Protein expression levels play a crucial role in shaping biological phenotypes. Given the sexual dimorphism between genetic females (XX) and genetic males (XY), significant differences in protein expression are expected but remain under explored.
This thesis, as part of a larger collaborative project, aims to replicate sex-specific proteomic patterns identified in the UK Biobank (UKB) and evaluate the transferability of a proteomic sex prediction model. It explores the consistency of these findings across diverse ethnic groups and investigates age-related changes in sex-bias estimates and ProtSexIndex (the deviation between genetic sex and proteomic sex) using the longitudinal data from the MESA cohort.
Extensive preprocessing and quality control steps were undertaken to ensure robust and reliable results. Building on logistic regression methods to identify protein sex-bias in UKB and an XGBoost model trained to estimate proteomic sex, this thesis evaluates the model’s transferability through two Reciprocal Generalizability Tests and extends the analysis to explore cohort-specific differences and temporal dynamics.

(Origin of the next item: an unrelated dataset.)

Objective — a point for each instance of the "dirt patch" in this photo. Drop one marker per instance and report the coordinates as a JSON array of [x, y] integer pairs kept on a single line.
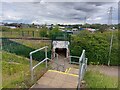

The UKB-trained model achieved high performance in MESA (AUC = 0.9938, 95% CI [0.9903, 0.9967]). Despite this, cohort-specific differences inherent to the relative nature of NPX values introduced calibration challenges. Longitudinal analyses demonstrated stable sex-bias estimates across exams (Spearman Correlation > 0.95, p < 1e-15), accompanied by a significant reduction in the magnitude of sex differences with aging (923 out of 2917 proteins, z-test). ProtSexIndex increased significantly with age for both males (t-statistic = -3.75, p = 0.0002) and females (t-statistic = -6.38, p < 1e-9), reflecting the dynamic nature of proteomic sex. Multi-ethnicity analyses highlighted consistent sex-bias estimates and robust model performance across racial groups, underscoring the generalizability of findings.